直接再戦、再起即挑決 大晦日はABEMAで井岡、堤出場





だいぶ前から海外では出ていた話ですが、けっこうぎりぎりまで引っ張った?大晦日のフェルナンド・マルチネス井岡一翔再戦が、日本でも正式発表されました。

記事によると、井岡は前回敗戦から程なく再戦を希望し、7月下旬から交渉に入ったとのこと。
8月下旬にはマルチネス側が再戦するとコメントしていました。改めて、今日まで随分かかったものです。
よくわからない部分ですが、細部の交渉は難航したのでしょう。また、横槍入れられたり、ということもあったか。

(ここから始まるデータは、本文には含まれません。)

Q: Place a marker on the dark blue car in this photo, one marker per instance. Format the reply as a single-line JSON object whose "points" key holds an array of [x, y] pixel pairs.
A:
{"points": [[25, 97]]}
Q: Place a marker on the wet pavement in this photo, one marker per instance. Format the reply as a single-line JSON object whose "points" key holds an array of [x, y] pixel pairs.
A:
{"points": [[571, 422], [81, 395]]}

試合自体については、以前その話題に触れたときに書いたことを、今も変わらず思っています。
確かに井岡はこれまでのキャリアでファン・カルロス・レベコ、ドニー・ニエテス、ジュシュア・フランコとの再戦において、前回より良い結果を残していますが、いずれもマルチネスとの初戦ほど、クリアな差を付けられたわけではありません。今回は普通に見て、事情が違うと思います。
また、昔なら、大きな勝利を挙げて栄光の美酒を浴びたあとの、ラテンのファイターが再戦において、ベストとはほど遠い状態でリングに上がるなんていう「ベタ」な事態もよくありましたが...マルチネスの真の目標が、ジェシー・ロドリゲスへの「挑戦」と、アメリカのリングでメジャーファイトを闘うことにあるならば、この段階で心身を緩めることもないはずです。
ならば前回の試合内容を経て、井岡がどこをどう改善し、対応してくるか、という部分が純粋に問われる試合になるでしょう。そうなれば厳しいだろうなあ、と変わらず思います。

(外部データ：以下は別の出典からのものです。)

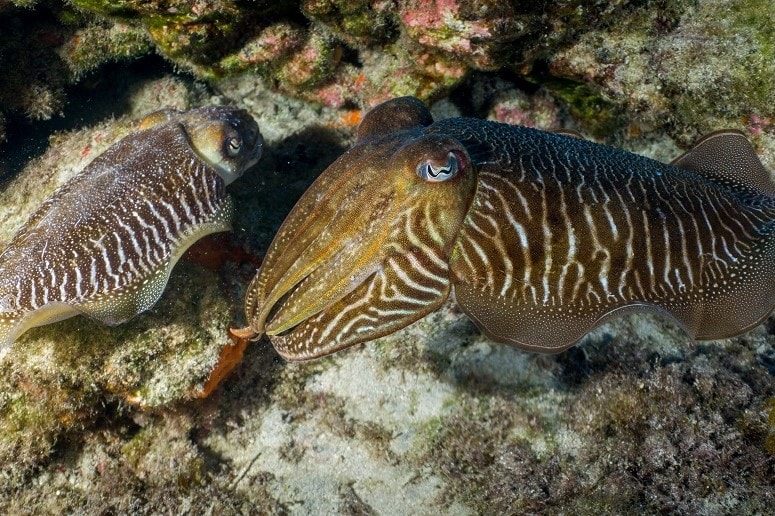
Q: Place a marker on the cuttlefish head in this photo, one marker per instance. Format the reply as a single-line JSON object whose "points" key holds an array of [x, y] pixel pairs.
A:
{"points": [[224, 137], [365, 251]]}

さて、大晦日のカード、セミファイナルは堤駿斗vsレネ・アルバラードの一戦。

130ポンドに転じて、相手がいきなり元WBA王者。これだけでも驚きですが、なんと堤8位、アルバラード14位で、WBA世界王座への挑戦者決定戦として行われる、と。
果たしてこれ「何番目」の挑戦者を決める試合なんでしょうかね。これで勝った方が1位になるんでしょうか。

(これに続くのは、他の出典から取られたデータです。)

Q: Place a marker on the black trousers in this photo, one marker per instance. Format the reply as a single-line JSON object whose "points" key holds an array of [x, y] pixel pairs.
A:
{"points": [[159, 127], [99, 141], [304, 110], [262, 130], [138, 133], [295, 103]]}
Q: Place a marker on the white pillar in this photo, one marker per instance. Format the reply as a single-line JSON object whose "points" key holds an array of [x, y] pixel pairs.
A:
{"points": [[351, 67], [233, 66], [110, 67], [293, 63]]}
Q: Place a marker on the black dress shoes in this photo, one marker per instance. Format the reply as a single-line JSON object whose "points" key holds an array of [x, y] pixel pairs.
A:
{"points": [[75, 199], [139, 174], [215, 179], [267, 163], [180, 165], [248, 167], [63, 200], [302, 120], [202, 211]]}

毎度、この手の話はいくらでも耳に入ってきますが、どうも慣れないし、新鮮な驚きがあります。普通に試合を組む、ではいかんのか、と。
ひょっとしたら、先方が統括団体と誼を通じ、承認料込みの「パッケージ」にして売りつけてくるのかもしれませんが...。

ちなみにレネ・アルバラードは元WBA王者ですが、21年1月にロジャー・グティエレスとの再戦に敗れて以降、昨年9月まで7試合して1勝6敗。
そこから1年以上ブランク。これで14位とはいえ、世界ランクに名前があるのもおかしな話。それが挑戦者決定戦に出る?無理押しやなー、としか言えませんね。


堤の方ですが、日本も地域のタイトルも全部すっ飛ばして...力石政法、尾川堅一、奈良井翼、渡邊海に波田大和、全員無視して、自分は世界以外眼中にありません、という「売り方」ですね。
あのままフェザー級で続けていても、およそ似たような道を行ったのでしょうが、見る側としてはこういう構えの人には、余程抜きん出たものを見せてくれない限り、マイナスの感情を抱き、引いた目で見てしまいます。まあ、周辺というか後援の方だけ見て、ボクシングファンに広範な支持を得ようなんて、別に思っても居ないんでしょうけど。

せっかくの良い選手なのに、こんな妙な話で慌てて押し上げようとして...いつも同じことですが、ネット配信の時代になっても、相変わらず古臭く閉ざされた、悪しき意味での「昭和」のやり口には、げんなりします。こういうの、いったい誰が良いと思ってやっているんでしょうかね?


ということで二試合とも、どこか無理押しの感あり、という意味で通じるカードが並んだ、というのが率直な印象です。
ABEMAは無料配信とのことで、大晦日、コタツ観戦するには良いかもですが、PPVだったら見送りでした。さすがにそこまで付き合いきれませんし。